La ciudad de Burgos ha vivido en la noche de este Viernes de Dolores uno de los actos más sobrios y sobrecogedores de la antesala de la Semana Santa con la celebración de la procesión del Silencio. La cita, organizada por la Ilustre Archicofradía del Santísimo Sacramento y de Jesús con la Cruz a Cuestas, ha comenzado con una liturgia penitencial en la parroquia de San Cosme y San Damián, donde los cofrades han tenido la oportunidad de acercarse al sacramento de la reconciliación antes de realizar el tradicional y solemne juramento de silencio.
Tras la promesa, el silencio (y el frío) ha reinado en la calle y el cortejo, presidido por la imagen del Cristo de la Salud, ha recorrido algunas de las principales vías del centro histórico, pasando por enclaves como la plaza Vega, el arco de Santa María y la plaza del Rey San Fernando, a los pies de la catedral. Uno de los momentos más solemnes de la noche ha tenido lugar en la plaza de Santa María, donde se ha recordado a los difuntos en un breve acto cargado de significado. Durante el itinerario, el silencio absoluto de los cofrades y asistentes, apenas interrumpido por los golpes del bombo, ha vuelto a convertirse en la seña de identidad de una procesión que invita al recogimiento y la oración en los días previos a la Pasión. Este año, además, se cumplía el 10 aniversario desde que en 2016 se recuperara esta procesión, una de las más antiguas y sobrias de la ciudad.

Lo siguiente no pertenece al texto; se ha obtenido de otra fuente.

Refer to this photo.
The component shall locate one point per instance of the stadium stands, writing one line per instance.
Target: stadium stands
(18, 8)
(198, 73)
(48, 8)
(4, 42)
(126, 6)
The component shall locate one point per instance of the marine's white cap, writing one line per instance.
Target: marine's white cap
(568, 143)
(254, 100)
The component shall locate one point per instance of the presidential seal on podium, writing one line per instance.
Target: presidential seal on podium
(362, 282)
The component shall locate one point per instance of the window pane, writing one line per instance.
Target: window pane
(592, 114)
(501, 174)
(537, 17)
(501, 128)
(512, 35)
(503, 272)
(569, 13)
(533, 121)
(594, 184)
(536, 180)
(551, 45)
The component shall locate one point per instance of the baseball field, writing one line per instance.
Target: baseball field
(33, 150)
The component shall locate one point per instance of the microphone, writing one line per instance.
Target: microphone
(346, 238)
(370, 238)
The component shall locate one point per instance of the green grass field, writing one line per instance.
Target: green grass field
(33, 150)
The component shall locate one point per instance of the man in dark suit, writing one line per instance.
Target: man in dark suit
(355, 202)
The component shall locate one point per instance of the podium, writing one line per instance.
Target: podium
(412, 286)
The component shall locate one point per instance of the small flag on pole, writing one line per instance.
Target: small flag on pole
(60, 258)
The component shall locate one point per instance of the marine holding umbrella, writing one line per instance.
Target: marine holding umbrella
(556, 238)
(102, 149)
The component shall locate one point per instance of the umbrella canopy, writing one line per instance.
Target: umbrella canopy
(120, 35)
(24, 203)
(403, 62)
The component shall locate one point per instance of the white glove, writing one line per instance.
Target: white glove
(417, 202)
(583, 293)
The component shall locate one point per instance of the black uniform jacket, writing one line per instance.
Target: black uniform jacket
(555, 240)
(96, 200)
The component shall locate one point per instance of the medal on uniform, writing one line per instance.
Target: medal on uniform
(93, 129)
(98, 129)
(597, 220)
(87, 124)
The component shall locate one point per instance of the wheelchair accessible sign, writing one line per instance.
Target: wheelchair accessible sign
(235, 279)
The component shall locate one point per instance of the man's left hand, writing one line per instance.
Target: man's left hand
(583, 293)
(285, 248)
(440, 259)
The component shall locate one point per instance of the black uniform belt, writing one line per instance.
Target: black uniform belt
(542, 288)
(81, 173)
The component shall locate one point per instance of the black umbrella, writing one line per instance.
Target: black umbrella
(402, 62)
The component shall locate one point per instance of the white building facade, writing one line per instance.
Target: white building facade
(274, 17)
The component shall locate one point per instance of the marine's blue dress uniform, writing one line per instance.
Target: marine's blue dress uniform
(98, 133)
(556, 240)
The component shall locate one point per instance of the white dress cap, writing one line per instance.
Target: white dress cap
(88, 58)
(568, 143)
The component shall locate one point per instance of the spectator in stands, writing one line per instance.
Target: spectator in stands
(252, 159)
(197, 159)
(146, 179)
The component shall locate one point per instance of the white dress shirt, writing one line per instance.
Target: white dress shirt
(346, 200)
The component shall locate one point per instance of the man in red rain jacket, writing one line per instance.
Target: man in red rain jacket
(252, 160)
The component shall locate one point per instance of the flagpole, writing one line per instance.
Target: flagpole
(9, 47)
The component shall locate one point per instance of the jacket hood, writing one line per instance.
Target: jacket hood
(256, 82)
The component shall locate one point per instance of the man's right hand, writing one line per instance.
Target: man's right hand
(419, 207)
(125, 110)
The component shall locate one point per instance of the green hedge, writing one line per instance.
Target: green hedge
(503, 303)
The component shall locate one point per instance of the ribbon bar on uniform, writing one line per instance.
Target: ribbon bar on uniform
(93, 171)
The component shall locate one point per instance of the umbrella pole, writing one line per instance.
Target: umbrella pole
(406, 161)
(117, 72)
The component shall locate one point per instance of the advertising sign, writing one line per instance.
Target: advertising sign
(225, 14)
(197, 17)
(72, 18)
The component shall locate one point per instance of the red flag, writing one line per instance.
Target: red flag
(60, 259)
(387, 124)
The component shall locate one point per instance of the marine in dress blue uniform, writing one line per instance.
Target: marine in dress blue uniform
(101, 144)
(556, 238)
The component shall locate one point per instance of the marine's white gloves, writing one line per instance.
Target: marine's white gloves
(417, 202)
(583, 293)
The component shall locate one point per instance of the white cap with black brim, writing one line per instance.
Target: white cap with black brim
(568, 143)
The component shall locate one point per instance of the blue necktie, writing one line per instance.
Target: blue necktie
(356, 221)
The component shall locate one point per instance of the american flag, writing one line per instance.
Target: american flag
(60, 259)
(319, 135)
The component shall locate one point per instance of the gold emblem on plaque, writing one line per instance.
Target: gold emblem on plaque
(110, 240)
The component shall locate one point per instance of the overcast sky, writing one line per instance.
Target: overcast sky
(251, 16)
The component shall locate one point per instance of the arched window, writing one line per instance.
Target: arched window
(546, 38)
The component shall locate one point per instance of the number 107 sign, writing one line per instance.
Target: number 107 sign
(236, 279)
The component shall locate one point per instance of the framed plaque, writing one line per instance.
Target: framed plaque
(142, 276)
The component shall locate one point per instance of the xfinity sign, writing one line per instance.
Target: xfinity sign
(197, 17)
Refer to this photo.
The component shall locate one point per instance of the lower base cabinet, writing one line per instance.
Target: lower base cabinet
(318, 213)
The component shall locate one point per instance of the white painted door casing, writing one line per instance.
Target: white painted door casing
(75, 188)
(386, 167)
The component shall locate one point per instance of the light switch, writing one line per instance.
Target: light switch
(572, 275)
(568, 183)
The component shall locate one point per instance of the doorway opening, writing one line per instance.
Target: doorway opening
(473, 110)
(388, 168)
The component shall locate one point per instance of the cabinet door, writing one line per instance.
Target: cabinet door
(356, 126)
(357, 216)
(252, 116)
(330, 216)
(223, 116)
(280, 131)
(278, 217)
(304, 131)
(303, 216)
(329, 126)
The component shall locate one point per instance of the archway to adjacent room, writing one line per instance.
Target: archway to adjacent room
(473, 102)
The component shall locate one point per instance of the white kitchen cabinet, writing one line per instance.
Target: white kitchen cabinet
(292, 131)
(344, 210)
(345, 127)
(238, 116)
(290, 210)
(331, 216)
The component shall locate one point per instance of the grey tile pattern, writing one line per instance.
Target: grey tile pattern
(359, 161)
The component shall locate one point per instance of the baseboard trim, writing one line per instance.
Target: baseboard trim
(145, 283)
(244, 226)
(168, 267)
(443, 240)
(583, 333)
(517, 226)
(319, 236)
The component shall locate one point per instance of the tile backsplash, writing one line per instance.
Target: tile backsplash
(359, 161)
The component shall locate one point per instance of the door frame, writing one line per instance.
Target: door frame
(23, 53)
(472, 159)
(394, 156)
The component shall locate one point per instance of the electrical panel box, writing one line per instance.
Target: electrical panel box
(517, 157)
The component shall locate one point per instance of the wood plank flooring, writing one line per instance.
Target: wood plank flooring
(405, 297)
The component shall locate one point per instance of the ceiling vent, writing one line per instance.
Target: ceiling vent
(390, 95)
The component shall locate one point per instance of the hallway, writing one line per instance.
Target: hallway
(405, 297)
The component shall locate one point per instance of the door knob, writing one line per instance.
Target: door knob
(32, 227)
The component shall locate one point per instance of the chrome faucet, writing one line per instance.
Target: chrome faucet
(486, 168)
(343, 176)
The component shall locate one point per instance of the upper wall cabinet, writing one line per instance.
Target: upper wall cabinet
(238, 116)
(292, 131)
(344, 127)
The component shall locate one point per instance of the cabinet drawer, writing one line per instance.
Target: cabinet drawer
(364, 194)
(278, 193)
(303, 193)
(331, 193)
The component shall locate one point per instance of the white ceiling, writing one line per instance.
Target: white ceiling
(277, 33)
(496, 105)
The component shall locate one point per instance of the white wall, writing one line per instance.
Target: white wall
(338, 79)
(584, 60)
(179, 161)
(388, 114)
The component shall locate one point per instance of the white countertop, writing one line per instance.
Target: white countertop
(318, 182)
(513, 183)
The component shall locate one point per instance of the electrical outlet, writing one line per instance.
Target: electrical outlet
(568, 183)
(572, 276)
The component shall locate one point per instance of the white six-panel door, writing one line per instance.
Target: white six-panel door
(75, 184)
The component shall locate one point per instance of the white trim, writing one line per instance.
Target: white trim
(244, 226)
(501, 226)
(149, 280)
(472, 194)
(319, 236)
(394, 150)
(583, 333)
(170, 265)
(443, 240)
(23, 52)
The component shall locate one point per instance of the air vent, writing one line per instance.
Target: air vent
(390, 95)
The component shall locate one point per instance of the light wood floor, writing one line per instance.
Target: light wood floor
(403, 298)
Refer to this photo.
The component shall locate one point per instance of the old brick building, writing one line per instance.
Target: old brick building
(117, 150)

La procesión del Silencio hunde sus raíces en antiguas prácticas penitenciales vinculadas a la espiritualidad castellana, en las que el silencio y la austeridad eran expresión de fe y penitencia pública. Aunque desaparecida durante décadas, fue recuperada hace una década con el objetivo de rescatar ese carácter sobrio y meditativo dentro de la Semana Santa burgalesa. Desde entonces, se ha consolidado como uno de los actos más singulares de estas fechas con un marcado acento en la reconciliación, la memoria y oración por los difuntos y la devoción compartida.